This editorial was published by the Columbian of Vancouver, Wash.
Recent media reports highlight the fact that this nation’s immigration policies are hopelessly outdated and that Congress has been lax in promoting solutions.
For all the attention afforded a presidential administration’s approach to immigration and border security, the primary duty for protecting the nation and developing humane and productive policies rests with the legislative branch. Elected officials must fix a broken system.
That is evident in a report from the Associated Press, which revealed that the federal government is paying for privately run detention centers that go mostly unused. The government contracts with dozens of centers across the country to house people facing possible deportation, paying for a guaranteed 30,000 beds. But according to Immigration and Customs Enforcement data, only about half of those beds have been filled throughout this fiscal year.
“The government is still paying them to keep the facility open,” one expert said. “It’s really concerning they’re still getting paid for all the beds every single day. It’s empty.”

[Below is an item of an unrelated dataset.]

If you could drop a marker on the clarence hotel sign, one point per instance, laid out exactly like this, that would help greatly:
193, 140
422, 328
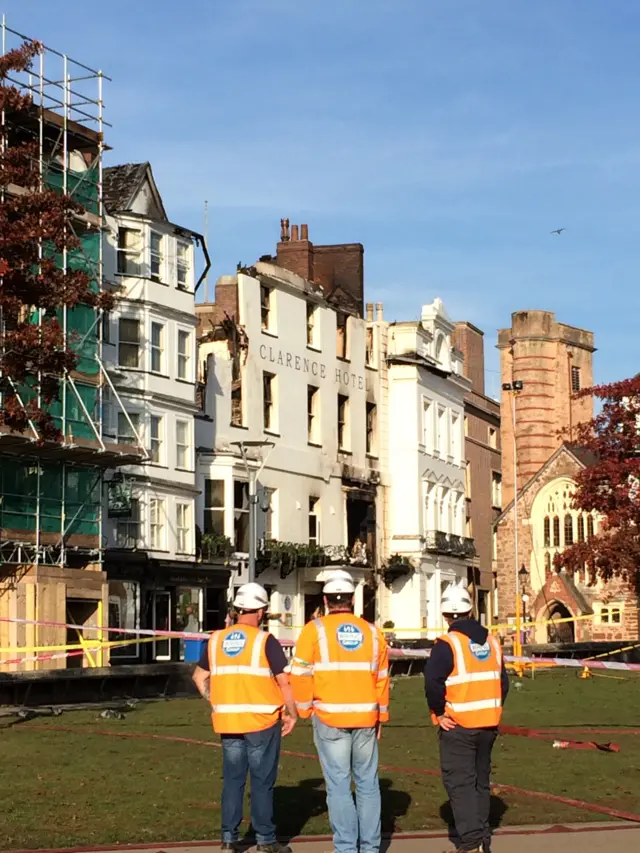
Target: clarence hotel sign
317, 369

At a center in Tacoma, the guaranteed minimum is 1,181 beds, but the average daily population during the past year has been 369. Taxpayers are paying for the empty beds while facility operators reap the profits. Nationally, the average price of a contracted bed is $144 a day, according to The Associated Press, regardless of whether it is used.
In addition to calling immigration policy into question, the issue highlights problems with having the federal government hire private contractors for a variety of functions. Rather than allowing for the flexibility provided by in-house operations — cutting or adding staff, closing or opening facilities as needed — the system entrenches government waste.
One reason for the small number of detainees is the COVID-19 pandemic. In several cases, judges have ordered detention centers to reduce their population for the safety of detainees. “This case involves human lives whose reasonable safety is entitled to be enforced and protected by the Court pursuant to the United States Constitution,” a federal judge wrote in 2021.
All of this is related to border security and a need to control who enters our country. According to ICE officials, deportations decreased in 2021, the first year of the Biden administration, but a higher percentage of those deported were convicted criminals.
The trends reflect the wild policy swings from administration to administration, making it difficult for border officials to effectively do their jobs. All of this while Congress languishes, with both parties preferring to use immigration policy as a campaign tool rather than seeking solutions.
Recently, Democrats in the House added several immigration measures to a defense authorization bill. The bill routinely receives broad bipartisan support, with members of both parties desiring to be seen as pro-defense. Because of its certain passage, it is a favorite vehicle for attaching riders.
Although immigration certainly is related to national security, Congress must engage in serious discussions about comprehensive immigration reform. Years of piecemeal legislation have left us without a coherent policy that provides protection for people brought here illegally as children, enhances border security, makes it easier for highly skilled immigrants to enter the United States, and defines how those here illegally are detained and processed.
Having taxpayers fund empty beds is not an indicator of effective policy or practice. Congress must do something about it.